Back in 2011, I spoke out against lifting Connecticut’s blue laws on the sale of alcoholic beverages on Sundays. Though the liquor business is no great passion of mine, I gave credit where credit was due. The mom and pop package store was the last vestige of small business dominance in Connecticut. In spite of supermarkets and convenience stores selling beer, in spite of Al’s Liquor Warehouse, World of Beverages, and the others of that ilk, liquor was sold in Connecticut by more small package stores than by anyone else. A big reason is one could go into that businesses and not have to make a seven-day commitment; one unable to afford employees could work the business six days a week and spend Sundays with their families. No longer the case. Opening Sundays is not mandatory, but the quid pro quo is the big boys can make if difficult to compete if one chooses to remain closed. Now there is the fear that for retail stores, mainly dry goods retailers, opening Thanksgiving will become the rule rather than the exception.
Due to WCBS Channel 2 in New York covering the story of the train derailment in Spuyten Duyvil just outside The Bronx, they did not air Face the Nation and WFSB Channel 3, the Hartford CBS affiliate only carries the first half-hour then airs a similar program focused on Nutmeg State politics called Face The State. I watched Face The State and they managed to find an old film reel dating all the way back to Thanksgiving 1938, where his excellency, Governor Wilbur L. Cross, the same governor both the Merritt Parkway extension from Milford to Meriden and the original library building on the University of Connecticut Storrs campus (replaced by the modern Homer Babbage Library) are named, read aloud on film a formal proclamation that declared November 24, 1938 Public Thanksgiving in Connecticut. Affirming that Thanksgiving would be a people, family, friends, and acquaintances. A day where we would give thanks for what we had and reflect upon those less fortunate and those serving our country who cannot be with their families. Working, shopping, hoarding merchandise, and acts of violence in Wal-Mart (and other) parking lots is the last thing that anyone should be thinking about on this sacred day.
Though it is at best a positive side-effect, small business will have a much better chance if our days of faith, remembrance, and celebration are observed as formal days of rest and not advanced towards the proliferation of the 24/7/365 lifestyle rapidly coming to fruition via technology and social media. Americans have a lot more to lose than small business, we will lose our identity as a nation. To a great extent, America is the National League to the world, the last professional baseball league without a designated hitter. Unique holidays such as Thanksgiving and the various remembrance days for which we honor or fallen heroes differentiate us from other economic powers and is close as we can have to a true ideology and religious and cultural melting pot in a nation that constitutionally mandates freedom of religion. I would much rather see Thanksgiving be restored to the vision of the late Wilbur Cross.

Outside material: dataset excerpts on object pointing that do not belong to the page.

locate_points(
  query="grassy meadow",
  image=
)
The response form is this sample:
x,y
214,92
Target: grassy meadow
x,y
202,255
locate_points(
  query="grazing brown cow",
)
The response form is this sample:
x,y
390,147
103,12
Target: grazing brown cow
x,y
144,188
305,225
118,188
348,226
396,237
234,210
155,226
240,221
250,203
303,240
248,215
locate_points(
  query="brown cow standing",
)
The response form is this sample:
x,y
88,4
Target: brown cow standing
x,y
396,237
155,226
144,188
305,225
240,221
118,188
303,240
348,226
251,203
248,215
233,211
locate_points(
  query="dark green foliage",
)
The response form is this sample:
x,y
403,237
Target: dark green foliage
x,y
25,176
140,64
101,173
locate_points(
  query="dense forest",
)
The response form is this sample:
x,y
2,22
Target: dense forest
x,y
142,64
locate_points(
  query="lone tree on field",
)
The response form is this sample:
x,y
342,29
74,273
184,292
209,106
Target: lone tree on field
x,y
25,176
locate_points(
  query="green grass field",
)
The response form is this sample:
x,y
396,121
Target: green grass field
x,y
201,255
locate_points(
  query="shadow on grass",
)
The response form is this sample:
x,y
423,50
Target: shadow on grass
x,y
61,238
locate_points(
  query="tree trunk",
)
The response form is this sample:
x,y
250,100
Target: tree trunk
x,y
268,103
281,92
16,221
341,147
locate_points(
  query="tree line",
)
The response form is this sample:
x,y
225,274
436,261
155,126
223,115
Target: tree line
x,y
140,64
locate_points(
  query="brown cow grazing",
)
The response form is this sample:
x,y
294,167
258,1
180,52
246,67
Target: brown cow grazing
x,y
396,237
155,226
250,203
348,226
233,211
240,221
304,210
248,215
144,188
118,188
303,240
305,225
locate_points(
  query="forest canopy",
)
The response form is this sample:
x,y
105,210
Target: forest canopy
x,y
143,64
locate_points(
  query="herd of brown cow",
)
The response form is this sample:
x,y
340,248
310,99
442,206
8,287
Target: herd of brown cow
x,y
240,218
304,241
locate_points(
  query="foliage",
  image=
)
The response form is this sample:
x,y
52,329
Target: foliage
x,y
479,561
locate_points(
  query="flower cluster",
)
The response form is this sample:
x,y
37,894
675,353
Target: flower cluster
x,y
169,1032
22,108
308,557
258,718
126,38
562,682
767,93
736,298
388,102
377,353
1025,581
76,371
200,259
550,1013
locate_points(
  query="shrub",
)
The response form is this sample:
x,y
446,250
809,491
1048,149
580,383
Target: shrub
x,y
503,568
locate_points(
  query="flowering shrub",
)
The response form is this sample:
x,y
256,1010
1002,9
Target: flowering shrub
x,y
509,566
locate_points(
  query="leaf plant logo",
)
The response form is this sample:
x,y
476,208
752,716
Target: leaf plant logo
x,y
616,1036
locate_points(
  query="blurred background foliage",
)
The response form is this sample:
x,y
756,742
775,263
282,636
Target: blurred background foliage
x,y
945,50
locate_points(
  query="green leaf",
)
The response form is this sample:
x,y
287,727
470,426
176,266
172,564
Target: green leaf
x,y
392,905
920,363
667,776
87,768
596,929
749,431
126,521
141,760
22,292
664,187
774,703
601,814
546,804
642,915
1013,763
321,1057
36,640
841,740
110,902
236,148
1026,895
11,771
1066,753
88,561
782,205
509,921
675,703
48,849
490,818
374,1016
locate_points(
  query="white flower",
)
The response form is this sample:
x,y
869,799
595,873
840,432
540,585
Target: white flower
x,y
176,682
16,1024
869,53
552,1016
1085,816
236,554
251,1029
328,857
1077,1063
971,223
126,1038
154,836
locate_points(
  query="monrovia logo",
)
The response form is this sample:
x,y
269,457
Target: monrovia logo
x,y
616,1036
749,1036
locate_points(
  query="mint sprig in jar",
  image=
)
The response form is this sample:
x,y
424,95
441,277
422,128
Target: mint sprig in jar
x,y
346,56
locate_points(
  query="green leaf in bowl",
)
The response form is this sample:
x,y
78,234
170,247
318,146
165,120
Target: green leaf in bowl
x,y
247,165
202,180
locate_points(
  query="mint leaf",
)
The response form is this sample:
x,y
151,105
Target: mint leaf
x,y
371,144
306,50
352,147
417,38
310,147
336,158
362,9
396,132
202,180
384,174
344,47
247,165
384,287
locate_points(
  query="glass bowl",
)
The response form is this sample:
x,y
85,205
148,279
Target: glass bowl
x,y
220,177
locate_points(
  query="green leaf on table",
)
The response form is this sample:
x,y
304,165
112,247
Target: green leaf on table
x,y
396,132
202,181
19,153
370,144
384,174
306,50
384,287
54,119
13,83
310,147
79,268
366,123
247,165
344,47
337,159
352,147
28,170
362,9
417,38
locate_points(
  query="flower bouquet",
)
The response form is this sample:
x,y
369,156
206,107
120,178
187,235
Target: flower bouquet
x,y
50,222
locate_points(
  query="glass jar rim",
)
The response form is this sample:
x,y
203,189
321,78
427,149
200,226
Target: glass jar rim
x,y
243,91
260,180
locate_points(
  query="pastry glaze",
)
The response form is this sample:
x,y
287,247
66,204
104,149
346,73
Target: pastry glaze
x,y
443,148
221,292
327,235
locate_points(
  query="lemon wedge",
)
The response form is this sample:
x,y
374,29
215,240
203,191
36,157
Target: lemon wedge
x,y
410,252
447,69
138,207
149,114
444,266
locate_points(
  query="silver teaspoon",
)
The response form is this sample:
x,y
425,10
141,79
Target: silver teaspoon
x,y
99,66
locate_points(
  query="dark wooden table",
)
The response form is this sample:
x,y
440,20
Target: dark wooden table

One possibility is to look at what was done once before. Thanksgiving day once fell on November 26 regardless of day of the week. During the Civil War, Abraham Lincoln moved it to the last Thursday in November so he could give passes to Union soldiers to visit their families on a four-day weekend scenario. In 1935, Franklin Roosevelt moved it from the last Thursday to the forth Thursday as a Great Depression aid—any year November had five Thursday (no such luck this year), Thanksgiving would be celebrated on week earlier providing an extra week of Christmas shopping to stimulate the economy. Perhaps it is time to do that again. Suppose we guarantee Thanksgiving always be the next to last Thursday in November. The week head start should deem in unnecessary to make Thanksgiving day a busy shopping day and provide online retailers to complete rather than compete with brick and mortar as some items are still best suited to be purchased brick-and-mortar; and for most shoppers who do some brick-and-mortar and some online shopping, the extra week can make it easier to ensure online purchased gifts can be shipped in time for Christmas.